Terbayang kan? jika ada seorang pemuda yang fokus memperbaiki dirinya, menaikkan level frekuensinya, dari force/Fujur ke frekuensi Taqwa/Power, dan mengoptimalkan potensinya maka atas izin Allah, pasti ia akan mampu memberikan dampak perubahan baik disekitarnya. Setidaknya, tidak akan ada kriminalitas lagi (ini hasil penelitian dari the Maharishi Effect, sudah terbukti secara ilmiah), serta akan sangat mudah untuk melakukan perubahan serta kemajuan di level selanjutnya, yakni perubahan komunal (desa, kecamatan, kabupaten hingga negara).

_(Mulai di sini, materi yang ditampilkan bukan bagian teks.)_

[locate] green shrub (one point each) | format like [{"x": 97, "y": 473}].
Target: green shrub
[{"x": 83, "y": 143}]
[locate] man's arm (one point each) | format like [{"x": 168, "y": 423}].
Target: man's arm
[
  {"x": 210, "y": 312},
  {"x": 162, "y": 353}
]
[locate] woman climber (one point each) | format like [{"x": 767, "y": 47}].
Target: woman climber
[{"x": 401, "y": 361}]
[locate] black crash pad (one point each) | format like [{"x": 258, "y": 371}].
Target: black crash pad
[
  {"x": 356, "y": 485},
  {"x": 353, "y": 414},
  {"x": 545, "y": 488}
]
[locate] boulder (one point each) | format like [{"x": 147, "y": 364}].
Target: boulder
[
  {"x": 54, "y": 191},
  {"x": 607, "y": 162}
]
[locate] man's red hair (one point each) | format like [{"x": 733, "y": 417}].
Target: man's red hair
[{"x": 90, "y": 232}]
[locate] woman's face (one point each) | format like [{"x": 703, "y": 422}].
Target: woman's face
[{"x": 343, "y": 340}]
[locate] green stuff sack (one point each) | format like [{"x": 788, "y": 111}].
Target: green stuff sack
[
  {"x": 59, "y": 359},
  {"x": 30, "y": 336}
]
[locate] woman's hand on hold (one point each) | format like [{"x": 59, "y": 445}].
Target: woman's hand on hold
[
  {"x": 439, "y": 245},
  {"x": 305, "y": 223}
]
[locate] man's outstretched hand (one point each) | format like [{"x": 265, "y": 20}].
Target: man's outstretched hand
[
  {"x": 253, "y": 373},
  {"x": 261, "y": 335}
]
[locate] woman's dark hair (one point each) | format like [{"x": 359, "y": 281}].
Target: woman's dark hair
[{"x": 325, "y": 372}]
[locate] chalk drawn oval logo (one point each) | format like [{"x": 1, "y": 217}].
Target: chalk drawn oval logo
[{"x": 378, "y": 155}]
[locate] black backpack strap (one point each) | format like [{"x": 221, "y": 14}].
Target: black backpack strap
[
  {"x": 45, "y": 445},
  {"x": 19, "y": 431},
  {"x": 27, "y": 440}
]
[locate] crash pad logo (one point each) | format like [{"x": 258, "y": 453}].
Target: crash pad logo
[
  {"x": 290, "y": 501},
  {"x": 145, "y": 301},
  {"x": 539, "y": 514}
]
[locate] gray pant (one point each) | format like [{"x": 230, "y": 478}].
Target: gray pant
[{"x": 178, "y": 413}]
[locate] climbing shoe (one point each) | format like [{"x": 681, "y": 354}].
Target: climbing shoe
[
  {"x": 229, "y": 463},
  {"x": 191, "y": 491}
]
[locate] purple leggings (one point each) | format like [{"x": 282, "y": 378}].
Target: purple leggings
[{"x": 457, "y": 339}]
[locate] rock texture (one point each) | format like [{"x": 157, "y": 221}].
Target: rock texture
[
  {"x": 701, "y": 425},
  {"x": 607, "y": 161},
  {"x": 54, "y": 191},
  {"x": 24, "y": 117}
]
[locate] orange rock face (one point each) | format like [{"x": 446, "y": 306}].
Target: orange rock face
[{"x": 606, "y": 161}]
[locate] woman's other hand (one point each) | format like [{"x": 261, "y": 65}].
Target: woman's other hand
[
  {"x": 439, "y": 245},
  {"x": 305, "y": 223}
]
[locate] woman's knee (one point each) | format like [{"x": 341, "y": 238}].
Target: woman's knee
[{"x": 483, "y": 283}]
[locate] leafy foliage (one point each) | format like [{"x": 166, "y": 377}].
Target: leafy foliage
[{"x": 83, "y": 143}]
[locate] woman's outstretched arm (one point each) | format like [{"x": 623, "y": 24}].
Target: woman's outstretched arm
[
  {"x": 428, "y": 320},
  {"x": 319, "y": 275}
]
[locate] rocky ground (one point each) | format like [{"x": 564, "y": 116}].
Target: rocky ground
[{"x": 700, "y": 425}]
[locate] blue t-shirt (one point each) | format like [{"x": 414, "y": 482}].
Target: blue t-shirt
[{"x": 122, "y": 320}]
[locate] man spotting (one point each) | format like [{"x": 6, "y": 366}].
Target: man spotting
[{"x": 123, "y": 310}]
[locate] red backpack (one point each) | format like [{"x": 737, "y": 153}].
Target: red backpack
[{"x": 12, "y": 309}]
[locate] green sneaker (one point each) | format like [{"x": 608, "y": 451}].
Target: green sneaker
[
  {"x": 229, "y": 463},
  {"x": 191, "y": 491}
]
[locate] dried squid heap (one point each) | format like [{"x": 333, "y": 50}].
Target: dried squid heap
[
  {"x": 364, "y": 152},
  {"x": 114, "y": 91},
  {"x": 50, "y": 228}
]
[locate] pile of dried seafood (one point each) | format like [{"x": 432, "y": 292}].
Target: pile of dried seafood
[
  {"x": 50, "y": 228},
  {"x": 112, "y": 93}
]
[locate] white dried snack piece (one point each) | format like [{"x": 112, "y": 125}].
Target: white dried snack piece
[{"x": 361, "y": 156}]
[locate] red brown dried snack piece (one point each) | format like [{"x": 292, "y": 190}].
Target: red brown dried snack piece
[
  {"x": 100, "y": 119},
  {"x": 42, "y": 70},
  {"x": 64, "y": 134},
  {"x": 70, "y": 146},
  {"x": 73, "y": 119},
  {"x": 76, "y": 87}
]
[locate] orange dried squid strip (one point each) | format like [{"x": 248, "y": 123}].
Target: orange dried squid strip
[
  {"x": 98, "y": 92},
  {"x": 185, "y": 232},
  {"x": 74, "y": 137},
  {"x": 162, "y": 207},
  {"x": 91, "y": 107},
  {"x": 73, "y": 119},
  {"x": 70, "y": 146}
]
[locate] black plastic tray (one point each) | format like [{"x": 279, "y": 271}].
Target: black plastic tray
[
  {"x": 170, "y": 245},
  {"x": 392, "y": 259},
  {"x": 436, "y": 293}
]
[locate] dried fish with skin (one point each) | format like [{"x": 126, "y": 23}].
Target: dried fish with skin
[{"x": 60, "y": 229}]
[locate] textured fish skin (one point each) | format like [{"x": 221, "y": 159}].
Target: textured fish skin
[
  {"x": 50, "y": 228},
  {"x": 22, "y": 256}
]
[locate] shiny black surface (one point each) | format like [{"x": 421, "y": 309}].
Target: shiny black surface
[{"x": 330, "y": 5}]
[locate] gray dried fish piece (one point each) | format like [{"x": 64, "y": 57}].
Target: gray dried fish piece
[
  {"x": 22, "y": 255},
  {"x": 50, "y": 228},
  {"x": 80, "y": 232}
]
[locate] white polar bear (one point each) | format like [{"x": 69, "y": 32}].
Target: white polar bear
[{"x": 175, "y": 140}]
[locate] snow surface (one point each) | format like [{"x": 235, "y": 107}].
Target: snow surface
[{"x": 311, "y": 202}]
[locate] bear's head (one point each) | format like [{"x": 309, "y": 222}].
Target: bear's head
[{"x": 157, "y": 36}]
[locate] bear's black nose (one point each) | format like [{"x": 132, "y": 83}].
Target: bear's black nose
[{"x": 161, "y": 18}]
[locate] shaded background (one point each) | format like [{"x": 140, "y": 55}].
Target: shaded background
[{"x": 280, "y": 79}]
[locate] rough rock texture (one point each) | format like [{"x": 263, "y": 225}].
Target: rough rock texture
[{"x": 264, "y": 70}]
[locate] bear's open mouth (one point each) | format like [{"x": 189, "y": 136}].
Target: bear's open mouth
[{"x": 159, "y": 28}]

Tetapi, sebaliknya, ketika pemuda ini banyak yang tidak mempedulikan dirinya. Istilahnya, bodo amat. Tidak mengenal dirinya, malah fomo, maunya ikuti tren, memanjakan egonya, memberikan makan pada nafsu syahwatnya tanpa batasan, bisa dipastikan, akalnya padam. Jika akal padam, jangankan menaikkan level di dimensi ruh/soul, maka pemuda ini akan terus berputar-putar di level rendah (level force/Fujur). Pemuda ini akan lebih banyak overthinking, malas karena energi rendah, apathy, shame, mudah meledak-ledak, anger dan jikapun di level pride, ia akan terjerembab pada flexing, sombong dan sikap Fujur lainnya.

Sebagaimana dalam surat Asy-Syam ayat ke-8.

فَأَلْهَمَهَا فُجُورَهَا وَتَقْوَىٰهَا

Fa al-hamahā fujụrahā wa taqwāhā

Artinya: Maka Allah mengilhamkan kepada jiwa itu (jalan) kefasikan dan ketakwaannya.

Kabar baiknya, jika fisik kita lambat laun menua, namun jiwa akan tetap bersinar hingga dimensi yang berbeda (dimensi barzakh). Terutama usia baligh hingga 40 tahun kita. Maka, bersyukurlah kita jika usia hari ini masih dibawah 40 tahun. Kenapa? Karena usia dibawah 40 tahun, masih ada potensi bsar yang memungkinkan kita mengubah kebiasaan buruk menjadi kebiasaan baik, masih mudah untuk menginput segala pengetahuan dan memberikan asupan makanan terbaik pada akal sehingga karakter yang kelak dipanen pada usia 40 adalah karakter baik. 

Sebaliknya, ketika sudah melewati usia 40 tahun, belief system dalam struktur badan kita, ibarat pondasi, sudah dalam sekali, sehingga untuk melakukan perubahan diri, akan sangat memakan energi besar sekali. Dan berat sekali. Itulah mengapa para ulama sampai menuliskan kitab khusus membahas usia 40 tahun ini. Salah satu sebabnya adalah usia baligh hingga 40, Allah sematkan sebagai waktu terbaik, masih bersemayam hati yang lembut dan mudah dibentuk. Karena itulah, para Nabi dan Rasul diutus pada usia 40 tahun, karena sudah kokoh dan matang dari semua layer tubuhnya. Sehingga karakter serta frekuensi vibrasinya siap  paripurna untuk dbagikan ke ummatnya.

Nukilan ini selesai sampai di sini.